I took my filly on walk to explore today and everyone started getting frisky and was running and playing.Samson and Abby got frisky also and was running around there pasture. I never thought Abby could get up and go so fast. They were zooming around together and bucking and kicking. She must feel good, I never thought I would see her run and play like that.


----------



## Yogiwick (Sep 30, 2013)

Has her eating picked up?


----------



## KigerQueen (Jun 16, 2013)

I know she dose not come to your area but could you get info on her vie the phone? and understand waiting for the vet thing. XD. We all DEMAND pic goodness!


----------



## Haffieluver06 (Jul 3, 2013)

Yogiwick said:


> Has her eating picked up?


Yes, her eating has improved.She is not as picky as she was.She is eating dry sweet feed and I started adding timothy pellets, And she is eating it. So far so good.


----------



## Haffieluver06 (Jul 3, 2013)

KigerQueen said:


> I know she dose not come to your area but could you get info on her vie the phone? and understand waiting for the vet thing. XD. We all DEMAND pic goodness!
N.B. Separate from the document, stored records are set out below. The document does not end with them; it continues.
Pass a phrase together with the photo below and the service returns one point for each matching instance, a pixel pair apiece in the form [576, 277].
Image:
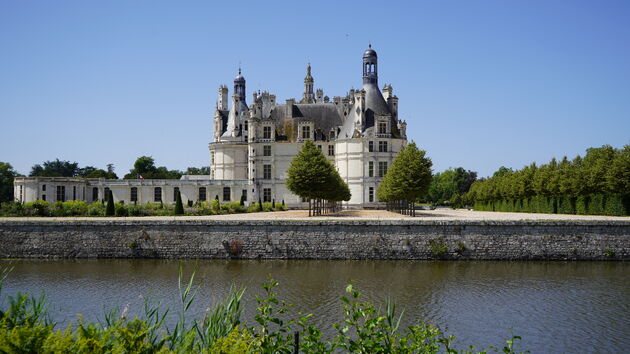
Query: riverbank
[366, 235]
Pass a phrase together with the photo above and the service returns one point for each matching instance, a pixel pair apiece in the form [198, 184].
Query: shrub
[179, 207]
[111, 209]
[96, 209]
[121, 209]
[37, 208]
[438, 248]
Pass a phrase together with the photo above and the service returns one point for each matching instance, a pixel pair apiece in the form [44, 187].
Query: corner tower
[309, 96]
[370, 66]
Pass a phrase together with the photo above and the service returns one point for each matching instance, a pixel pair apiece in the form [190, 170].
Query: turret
[222, 102]
[308, 97]
[239, 85]
[370, 66]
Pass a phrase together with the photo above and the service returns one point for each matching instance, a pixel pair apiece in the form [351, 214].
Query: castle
[253, 146]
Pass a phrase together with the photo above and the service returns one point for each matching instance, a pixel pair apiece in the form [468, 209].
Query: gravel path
[438, 214]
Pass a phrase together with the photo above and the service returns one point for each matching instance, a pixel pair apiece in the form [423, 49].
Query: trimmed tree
[311, 176]
[408, 179]
[110, 209]
[179, 207]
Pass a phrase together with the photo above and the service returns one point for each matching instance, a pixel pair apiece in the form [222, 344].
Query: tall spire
[309, 96]
[370, 66]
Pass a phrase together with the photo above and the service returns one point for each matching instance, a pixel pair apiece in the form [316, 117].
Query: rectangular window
[382, 128]
[266, 195]
[266, 132]
[266, 171]
[157, 194]
[134, 194]
[61, 193]
[382, 168]
[306, 132]
[226, 194]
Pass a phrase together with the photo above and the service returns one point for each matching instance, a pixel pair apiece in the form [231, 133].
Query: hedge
[595, 204]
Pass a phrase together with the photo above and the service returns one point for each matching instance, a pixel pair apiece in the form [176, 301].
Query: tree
[110, 209]
[409, 177]
[55, 168]
[179, 207]
[93, 172]
[7, 174]
[311, 176]
[451, 182]
[145, 167]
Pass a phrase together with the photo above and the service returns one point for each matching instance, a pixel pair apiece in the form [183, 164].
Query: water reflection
[555, 306]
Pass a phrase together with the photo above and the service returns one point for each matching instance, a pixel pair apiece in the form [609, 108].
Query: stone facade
[253, 146]
[409, 239]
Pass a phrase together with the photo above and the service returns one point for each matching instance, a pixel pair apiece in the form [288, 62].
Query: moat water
[554, 306]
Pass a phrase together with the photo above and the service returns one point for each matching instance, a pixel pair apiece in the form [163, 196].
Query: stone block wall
[414, 239]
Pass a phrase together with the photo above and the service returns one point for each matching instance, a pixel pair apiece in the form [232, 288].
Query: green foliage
[439, 249]
[312, 176]
[446, 187]
[121, 209]
[179, 207]
[145, 167]
[25, 328]
[93, 172]
[409, 177]
[96, 209]
[110, 210]
[7, 174]
[599, 184]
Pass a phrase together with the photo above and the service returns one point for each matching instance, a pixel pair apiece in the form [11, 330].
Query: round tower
[370, 66]
[239, 85]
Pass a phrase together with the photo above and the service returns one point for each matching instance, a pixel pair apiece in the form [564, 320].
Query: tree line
[598, 183]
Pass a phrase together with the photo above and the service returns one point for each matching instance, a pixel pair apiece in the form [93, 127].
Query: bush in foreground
[25, 328]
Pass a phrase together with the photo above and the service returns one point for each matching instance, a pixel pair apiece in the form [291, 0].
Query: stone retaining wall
[407, 239]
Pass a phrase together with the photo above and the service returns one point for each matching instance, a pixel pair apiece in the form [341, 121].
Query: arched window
[157, 194]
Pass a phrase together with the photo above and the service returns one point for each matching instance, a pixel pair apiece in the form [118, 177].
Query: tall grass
[26, 328]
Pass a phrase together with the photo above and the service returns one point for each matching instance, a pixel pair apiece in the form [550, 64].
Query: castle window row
[382, 146]
[382, 168]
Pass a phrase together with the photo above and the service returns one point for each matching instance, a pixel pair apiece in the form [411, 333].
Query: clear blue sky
[481, 83]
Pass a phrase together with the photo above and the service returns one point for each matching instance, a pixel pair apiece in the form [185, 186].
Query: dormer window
[306, 132]
[382, 128]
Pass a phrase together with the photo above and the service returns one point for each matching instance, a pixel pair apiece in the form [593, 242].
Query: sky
[482, 84]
Yes we have talked to her. She has arthritis in her hips. She is actually the one that told us to feed her dry food, since she has never been prone to choking in her past. And I will get pics later.


----------



## Yogiwick (Sep 30, 2013)

I'd suggest swapping the sweet feed for a senior, senior is also sweet and will be much better for her overall and for an older horse trying to pick up weight. I'm glad she's eating something though! But think it's likely if she'll eat that she'll eat a senior. You can even mix it for the time being.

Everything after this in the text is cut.